School is winding down and small children are staring out the windows at freedom and counting the days until the heavy hand of grammar and spelling will be lifted from their backs. My sandy-haired daughter dove into the pool on Memorial Day and has been amphibious ever since. She loves swimming and has to be extracted after four or five hours, before she turns prunish, and since the pool is a public pool, not our own sensible people in Minnesota don't own swimming pools, any more than people in Tucson build backyard hockey rinks this requires an adult to spend those hours sitting under an umbrella, reading a book and trying not to look at a clock.
I don't do pool duty because the sorts of books I read aren't suitable for poolside. You want a novel in which slim young women rising in the world meet over margaritas to discuss the various men who have pitched themselves at the women's feet, and that is not my cup of tea. I am reading Ralph Waldo Emerson, who is so dense you can only read a few sentences at a time and then you must get up and take a walk, which doesn't make for good supervision.
Emerson would get a kick out of watching my kid swim. He was always recommending boldness and passion he said, "Give all to love, obey thy heart" and he said, "Always do what you are afraid to do" and there she is, doing it, practicing the butterfly, green goggles up and down, arms flashing, cleaving the water, back and forth.

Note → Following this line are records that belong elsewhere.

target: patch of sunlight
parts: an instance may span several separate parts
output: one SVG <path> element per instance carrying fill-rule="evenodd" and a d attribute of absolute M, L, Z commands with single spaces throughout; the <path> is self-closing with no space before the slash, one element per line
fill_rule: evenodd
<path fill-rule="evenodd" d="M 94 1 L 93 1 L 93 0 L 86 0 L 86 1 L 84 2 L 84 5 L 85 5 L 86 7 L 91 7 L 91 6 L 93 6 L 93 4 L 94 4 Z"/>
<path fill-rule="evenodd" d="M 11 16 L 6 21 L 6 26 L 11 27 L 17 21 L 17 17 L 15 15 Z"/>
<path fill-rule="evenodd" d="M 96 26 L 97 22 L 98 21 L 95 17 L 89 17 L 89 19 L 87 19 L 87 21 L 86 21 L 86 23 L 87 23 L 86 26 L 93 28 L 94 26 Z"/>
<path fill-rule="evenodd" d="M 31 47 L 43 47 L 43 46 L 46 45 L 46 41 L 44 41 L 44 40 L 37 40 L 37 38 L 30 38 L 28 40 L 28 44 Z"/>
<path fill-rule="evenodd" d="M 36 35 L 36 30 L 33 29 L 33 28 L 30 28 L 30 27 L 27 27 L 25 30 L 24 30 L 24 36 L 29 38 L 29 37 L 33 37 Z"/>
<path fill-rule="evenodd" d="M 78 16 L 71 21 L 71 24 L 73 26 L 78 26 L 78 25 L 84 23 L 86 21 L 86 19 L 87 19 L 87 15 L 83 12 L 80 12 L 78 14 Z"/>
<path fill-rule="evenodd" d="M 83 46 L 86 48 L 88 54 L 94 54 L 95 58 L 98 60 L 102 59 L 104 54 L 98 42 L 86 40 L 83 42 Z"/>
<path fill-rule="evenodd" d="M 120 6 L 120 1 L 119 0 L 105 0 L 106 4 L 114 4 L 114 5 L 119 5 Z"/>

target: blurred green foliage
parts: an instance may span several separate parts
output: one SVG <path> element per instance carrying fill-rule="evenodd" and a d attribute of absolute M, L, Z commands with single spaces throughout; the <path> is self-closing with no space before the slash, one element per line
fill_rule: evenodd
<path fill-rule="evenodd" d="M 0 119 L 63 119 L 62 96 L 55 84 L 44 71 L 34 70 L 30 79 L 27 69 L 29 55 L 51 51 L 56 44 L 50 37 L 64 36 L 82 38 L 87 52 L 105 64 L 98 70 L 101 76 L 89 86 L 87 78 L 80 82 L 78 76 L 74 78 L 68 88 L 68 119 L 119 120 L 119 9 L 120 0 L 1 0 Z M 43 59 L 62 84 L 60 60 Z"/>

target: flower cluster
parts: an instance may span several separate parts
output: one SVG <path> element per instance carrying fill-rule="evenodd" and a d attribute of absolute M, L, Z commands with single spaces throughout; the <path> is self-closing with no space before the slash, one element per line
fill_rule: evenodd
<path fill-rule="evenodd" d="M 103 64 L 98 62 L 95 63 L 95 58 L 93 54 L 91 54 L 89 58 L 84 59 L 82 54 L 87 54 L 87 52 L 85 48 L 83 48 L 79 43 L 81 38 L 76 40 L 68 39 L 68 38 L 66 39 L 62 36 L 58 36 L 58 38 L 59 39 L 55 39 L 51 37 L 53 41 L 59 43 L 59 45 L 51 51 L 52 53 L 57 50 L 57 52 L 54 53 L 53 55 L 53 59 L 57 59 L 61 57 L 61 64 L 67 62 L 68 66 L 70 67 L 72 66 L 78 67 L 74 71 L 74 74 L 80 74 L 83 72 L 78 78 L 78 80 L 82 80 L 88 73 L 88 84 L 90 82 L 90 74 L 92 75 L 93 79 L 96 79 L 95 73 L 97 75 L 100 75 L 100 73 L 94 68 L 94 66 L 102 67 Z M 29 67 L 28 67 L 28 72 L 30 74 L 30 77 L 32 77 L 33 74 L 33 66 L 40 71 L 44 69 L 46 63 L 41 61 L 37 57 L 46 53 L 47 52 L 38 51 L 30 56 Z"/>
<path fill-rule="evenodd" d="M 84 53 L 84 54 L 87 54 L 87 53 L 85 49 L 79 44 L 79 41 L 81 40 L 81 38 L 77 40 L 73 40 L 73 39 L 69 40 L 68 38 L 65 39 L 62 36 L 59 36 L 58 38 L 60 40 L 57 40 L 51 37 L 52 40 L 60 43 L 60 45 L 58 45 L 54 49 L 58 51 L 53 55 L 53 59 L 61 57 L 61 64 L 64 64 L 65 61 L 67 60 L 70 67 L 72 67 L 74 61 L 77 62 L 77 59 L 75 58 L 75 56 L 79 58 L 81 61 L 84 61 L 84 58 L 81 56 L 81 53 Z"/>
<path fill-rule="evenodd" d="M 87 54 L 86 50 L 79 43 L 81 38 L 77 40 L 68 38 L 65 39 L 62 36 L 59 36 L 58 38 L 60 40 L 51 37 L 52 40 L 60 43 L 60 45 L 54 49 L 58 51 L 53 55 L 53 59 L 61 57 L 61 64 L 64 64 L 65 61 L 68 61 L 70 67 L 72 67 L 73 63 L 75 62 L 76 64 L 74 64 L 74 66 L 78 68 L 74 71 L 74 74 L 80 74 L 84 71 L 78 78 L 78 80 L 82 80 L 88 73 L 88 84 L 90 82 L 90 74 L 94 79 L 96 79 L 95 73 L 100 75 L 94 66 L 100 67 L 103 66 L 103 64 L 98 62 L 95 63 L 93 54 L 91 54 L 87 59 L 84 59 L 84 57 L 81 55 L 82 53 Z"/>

This is what a child does for us shows us joy in action and watching her in the water, I have to ask myself, what do I love as much? Well (ahem), there is that, of course. And there is our new screened porch with a view of the Mississippi valley. And there are the galley proofs of a new book spread out on the dining room table the cake is baked and now I get to put on the frosting. When it's done, I have in mind to get in a car and drive west and have three weeks, unscheduled, an enormous luxury mostly reserved for playboys and hoboes but briefly available to you and me.